A second surprise also emerged from Voyager 2's passage through the solar system's outer edge: Just outside that boundary the temperature, although hotter than inside, was ten times cooler than expected. Theorists had to scramble to come up with an explanation for the unanticipated chilling effect.
"It's a different kind of shockwave than we've seen anywhere else," says John Richardson, principal investigator for the Plasma Physics instrument and a Principal Research Scientist at MIT's Kavli Institute for Astrophysics and Space Science. The unexpected coolness, theorists now think, is caused by energy going into particles that are hotter than those that can be measured by the MIT plasma instrument.
Richardson will be taking part in a press conference reporting the new findings on Monday, Dec. 10, at a meeting of the American Geophysical Union in San Francisco.
The Voyager 1 and 2 spacecraft were designed primarily to study the planets Jupiter and Saturn and their moons. After launch, Voyager 2's path was adjusted to take it past Uranus and Neptune as well. Although the craft were only built for a five-year mission, both are still working well three decades later.

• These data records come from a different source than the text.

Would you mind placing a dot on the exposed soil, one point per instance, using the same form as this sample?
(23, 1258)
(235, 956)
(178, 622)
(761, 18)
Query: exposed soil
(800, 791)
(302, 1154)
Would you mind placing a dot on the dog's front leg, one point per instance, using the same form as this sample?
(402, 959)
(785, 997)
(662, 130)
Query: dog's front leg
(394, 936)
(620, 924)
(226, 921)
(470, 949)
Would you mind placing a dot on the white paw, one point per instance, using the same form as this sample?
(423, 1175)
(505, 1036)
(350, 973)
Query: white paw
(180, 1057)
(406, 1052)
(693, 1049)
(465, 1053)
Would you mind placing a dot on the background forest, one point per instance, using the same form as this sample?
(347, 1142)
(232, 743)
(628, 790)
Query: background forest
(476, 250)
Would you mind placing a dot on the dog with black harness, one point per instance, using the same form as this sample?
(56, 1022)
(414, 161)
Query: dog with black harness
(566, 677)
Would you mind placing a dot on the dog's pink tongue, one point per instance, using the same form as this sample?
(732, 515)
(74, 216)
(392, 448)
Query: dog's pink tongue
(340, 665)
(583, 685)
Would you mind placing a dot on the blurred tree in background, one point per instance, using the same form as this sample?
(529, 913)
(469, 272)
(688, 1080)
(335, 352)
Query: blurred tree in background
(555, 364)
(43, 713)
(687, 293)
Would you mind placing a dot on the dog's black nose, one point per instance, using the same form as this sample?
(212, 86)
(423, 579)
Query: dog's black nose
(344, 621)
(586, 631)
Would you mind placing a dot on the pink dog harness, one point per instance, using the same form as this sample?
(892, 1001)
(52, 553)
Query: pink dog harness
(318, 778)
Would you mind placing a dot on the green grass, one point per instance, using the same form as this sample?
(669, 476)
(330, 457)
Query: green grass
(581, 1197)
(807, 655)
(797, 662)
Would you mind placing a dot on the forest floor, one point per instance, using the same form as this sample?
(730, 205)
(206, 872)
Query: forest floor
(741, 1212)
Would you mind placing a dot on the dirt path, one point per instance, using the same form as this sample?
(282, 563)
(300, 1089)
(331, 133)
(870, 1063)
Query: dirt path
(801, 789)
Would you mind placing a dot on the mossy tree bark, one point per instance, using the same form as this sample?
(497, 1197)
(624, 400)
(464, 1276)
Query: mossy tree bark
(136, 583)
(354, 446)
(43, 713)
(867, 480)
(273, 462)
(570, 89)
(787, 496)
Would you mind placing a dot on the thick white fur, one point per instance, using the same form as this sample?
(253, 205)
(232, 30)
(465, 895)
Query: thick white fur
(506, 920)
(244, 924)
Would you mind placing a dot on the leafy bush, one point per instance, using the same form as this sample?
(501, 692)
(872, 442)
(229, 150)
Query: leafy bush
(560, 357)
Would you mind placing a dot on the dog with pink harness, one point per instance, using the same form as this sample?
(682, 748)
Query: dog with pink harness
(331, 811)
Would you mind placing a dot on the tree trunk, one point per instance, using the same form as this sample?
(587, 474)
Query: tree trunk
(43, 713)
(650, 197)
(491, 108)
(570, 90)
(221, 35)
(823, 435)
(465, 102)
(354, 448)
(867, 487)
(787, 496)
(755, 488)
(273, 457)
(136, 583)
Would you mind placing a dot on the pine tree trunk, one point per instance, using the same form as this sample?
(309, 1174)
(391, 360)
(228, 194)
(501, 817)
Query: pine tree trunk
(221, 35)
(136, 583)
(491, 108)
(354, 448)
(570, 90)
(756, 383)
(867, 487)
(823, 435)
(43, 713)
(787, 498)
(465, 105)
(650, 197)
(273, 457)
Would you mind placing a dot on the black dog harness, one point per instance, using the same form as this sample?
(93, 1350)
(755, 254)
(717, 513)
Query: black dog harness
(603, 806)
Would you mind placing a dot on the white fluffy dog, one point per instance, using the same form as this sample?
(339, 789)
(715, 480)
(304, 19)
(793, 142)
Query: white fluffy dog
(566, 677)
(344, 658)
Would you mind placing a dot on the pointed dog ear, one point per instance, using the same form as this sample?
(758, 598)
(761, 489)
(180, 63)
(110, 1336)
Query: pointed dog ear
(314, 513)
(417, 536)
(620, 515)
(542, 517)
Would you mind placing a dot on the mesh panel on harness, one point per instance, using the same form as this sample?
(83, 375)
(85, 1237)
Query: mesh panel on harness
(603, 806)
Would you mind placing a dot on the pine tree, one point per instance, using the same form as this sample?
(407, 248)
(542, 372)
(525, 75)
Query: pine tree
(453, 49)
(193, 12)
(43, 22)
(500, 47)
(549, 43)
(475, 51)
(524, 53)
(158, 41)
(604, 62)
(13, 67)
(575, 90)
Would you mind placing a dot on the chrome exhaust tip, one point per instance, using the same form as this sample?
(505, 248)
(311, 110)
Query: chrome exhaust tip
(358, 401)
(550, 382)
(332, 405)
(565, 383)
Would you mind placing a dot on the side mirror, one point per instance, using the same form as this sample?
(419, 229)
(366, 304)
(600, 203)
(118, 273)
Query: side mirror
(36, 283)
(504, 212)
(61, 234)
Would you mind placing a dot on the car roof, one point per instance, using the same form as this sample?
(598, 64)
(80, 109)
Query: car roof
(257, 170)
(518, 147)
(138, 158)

"We were incredibly lucky to have it last 30 years," says John Belcher, professor of physics at MIT and former principal investigator for the Voyager Plasma Science instrument. The craft is now expected to keep working until about 2020, and still has important scientific objectives ahead.
It is now passing through a boundary zone called the heliosheath, a region where the solar wind interacts with the surrounding interstellar medium. But sometime in the next decade, it will cross a final edge, called the heliopause, where the sun's outflow of particles ends. At that point, it will be able to measure characteristics of the interstellar medium, for the first time, in a region unaffected by the solar wind and the sun's magnetism.
Although Voyager 1 had already crossed the termination shockwave three years ago, the MIT Plasma Science instrument on that spacecraft had stopped working, so the spacecraft could only indirectly detect the end of the sun's influence.
But with Voyager 2, the Plasma Science instrument not only detected the boundary, making detailed measurements of the solar wind's temperature, speed and density as the spacecraft crossed through it, but it actually encountered the shockwave repeatedly. Because the outflow of the solar wind varies with changes in the sun's activity level, building up during large solar flares and quieting during lulls in sunspot activity, the boundary itself pulsates in and out. These pulsations can wash across the craft multiple times, just as a boat landing onshore may cross the ocean's edge multiple times as waves crash in and then recede.
While Voyager 1 apparently made a single crossing, Voyager 2 apparently crossed the boundary five times, producing a wealth of new data. It's even possible that if there are large variations in that solar outflow, the shock layer "could push past Voyager again," says Richardson. "That would give us some idea of how elastic the shock is" — that is, how far out these pulsations may stretch. Until and unless such detections are made, "we only have models" of how great such variations might be, he says.
Voyager 2 is now 7.879 billion miles from Earth, traveling away at almost 35,000 miles per hour. Voyager 1 is 9.797 billion miles away, going more than 38,000 mph.
The Plasma Science instrument was developed by the late Professor Herbert Bridge and Alan Lazarus, a senior research scientist in the Department of Physics and MIT's Kavli Institute for Astrophysics and Space Science. NASA has sponsored the work.